20/05/2024 às 16h39min - Atualizada em 20/05/2024 às 16h39min

TCE-AM quer saber como será gasto empréstimo de R$580 milhões da prefeitura

O polêmico pedido de empréstimo no valor de R$ 580 milhões da prefeitura de Manaus junto ao Banco do Brasil está rendendo um novo capítulo, após a Câmara Municipal de Manaus (CMM) ter debatido e aprovado recentemente uma nova autorização para a transação.

O pedido de empréstimo já tinha sido autorizado pela Câmara em dezembro do ano passado, porém, no mês passado precisou passar por nova aprovação no Legislativo municipal para atender as novas diretrizes da Emenda Constitucional nº 132, de 20 de dezembro de 2023, feitas na Reforma Tributária.

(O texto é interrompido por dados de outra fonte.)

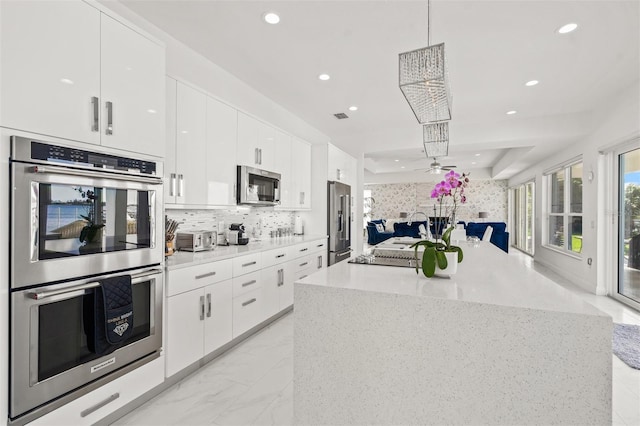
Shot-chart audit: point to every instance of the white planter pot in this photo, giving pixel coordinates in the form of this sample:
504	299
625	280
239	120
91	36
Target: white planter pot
452	265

Já nesta sexta-feira (17), a Secretaria do Tesouro Nacional solicitou ajustes na documentação, pois alguns documentos não atendem aos requisitos da resolução do Senado Federal sobre operações de crédito por estados e municípios. Entre as pendências estão a assinatura do prefeito em pareceres e documentos que comprovem a capacidade de pagamento. O município precisa de contragarantia da União para o empréstimo, que seria coberta por transferências do Fundo de Participação dos Municípios.

Além disso, o conselheiro do Tribunal de Contas do Amazonas (TCE-AM), Luis Fabian, determinou que a prefeitura explique como os R$ 580 milhões do empréstimo serão usados, após uma denúncia de irregularidades feita pelo vereador Rodrigo Guedes (Progressistas). Ele destacou o risco de recorrer a empréstimos sem clareza sobre a destinação dos recursos, mencionando um possível cronograma vago e inconsistente. Mesmo despesas legais podem ser consideradas irregulares se não forem necessárias para cumprir os objetivos públicos.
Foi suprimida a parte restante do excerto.